Uma vez mais: o sofrimento dos gregos será mais suave do que o nosso foi. Se os turistas continuarem a ir – e irão continuar – os gregos terão mais acesso a moeda do que as pessoas em 1992, em Moscovo. Além disso, o governo grego – de esquerda que seja – poderá evitar alguns dos erros da Rússia se não emitir grandes empréstimos, em moeda recém impressa, a indústrias e fazendas. Temo, no entanto, que poderá sucumbir à tentação: o Fundo Monetário Internacional já não irá olhar por cima do ombro e a austeridade terá poucos defensores.

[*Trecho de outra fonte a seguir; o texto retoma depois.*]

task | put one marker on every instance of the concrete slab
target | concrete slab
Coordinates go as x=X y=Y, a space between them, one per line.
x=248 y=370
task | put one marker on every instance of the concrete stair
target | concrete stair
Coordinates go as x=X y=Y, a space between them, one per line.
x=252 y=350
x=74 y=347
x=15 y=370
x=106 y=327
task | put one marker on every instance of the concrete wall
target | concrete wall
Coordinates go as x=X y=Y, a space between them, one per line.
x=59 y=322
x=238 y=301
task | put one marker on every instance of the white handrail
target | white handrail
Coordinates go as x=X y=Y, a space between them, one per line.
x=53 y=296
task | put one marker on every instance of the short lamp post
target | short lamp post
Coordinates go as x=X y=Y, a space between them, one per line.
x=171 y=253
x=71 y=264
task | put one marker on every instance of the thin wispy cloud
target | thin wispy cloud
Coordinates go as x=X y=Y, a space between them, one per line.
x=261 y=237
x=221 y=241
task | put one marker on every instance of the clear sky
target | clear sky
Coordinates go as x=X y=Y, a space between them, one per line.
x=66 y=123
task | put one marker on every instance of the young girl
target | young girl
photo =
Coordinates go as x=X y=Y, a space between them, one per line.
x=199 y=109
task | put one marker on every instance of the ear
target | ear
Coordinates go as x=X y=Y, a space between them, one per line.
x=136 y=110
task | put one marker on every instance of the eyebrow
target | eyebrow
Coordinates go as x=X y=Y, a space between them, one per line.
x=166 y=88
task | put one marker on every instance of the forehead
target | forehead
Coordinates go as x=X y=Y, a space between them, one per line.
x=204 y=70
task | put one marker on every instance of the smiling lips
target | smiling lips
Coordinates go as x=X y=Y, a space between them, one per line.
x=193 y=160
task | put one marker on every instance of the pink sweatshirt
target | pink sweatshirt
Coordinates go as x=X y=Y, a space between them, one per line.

O resgate do FMI foi difícil para os gregos. A infraestrutura social desgastou-se, muitos deixaram o país. Muitos terminaram desempregados e incapazes de pagar necessidades básicas – e outros perderam a segurança no emprego e benefícios como seguro de saúde.
Alexis Tsipras, o Primeiro-Ministro, continua a dizer aos seus eleitores que os europeus não se atrevem a expulsar a Grécia da zona euro e da UE. Lembre-se: em março de 1991 Boris Yeltsin prometeu que a União Soviética nunca desmoronaria.
Não se engane – com um voto “não” a Grécia será dirigida para fora da zona euro e logo depois da própria UE. Logo, avizinham-se maus tempos. A boa notícia é que se nós sobrevivemos aos nossos, os gregos irão sobreviver aos deles. O ser humano é resistente e adaptável e assim que as coisas ficam muito más muitos irão mover-se de formas que nunca imaginaram. Tal como Tsipras continua a dizer: ainda terão o seu orgulho e coragem. Poderá estar apenas a fazer campanha para manter o poder mas está certo ao tentar manter a moral em cima. Aqueles que desesperarem não têm hipótese.
Um voto “sim” provavelmente significaria um novo governo, possivelmente preparado para assumir compromissos difíceis e negociar algum alívio da dívida em troca. A vida será dura, também, mas com apoio externo irão fazer muito melhor do que fizemos há um quarto de século atrás.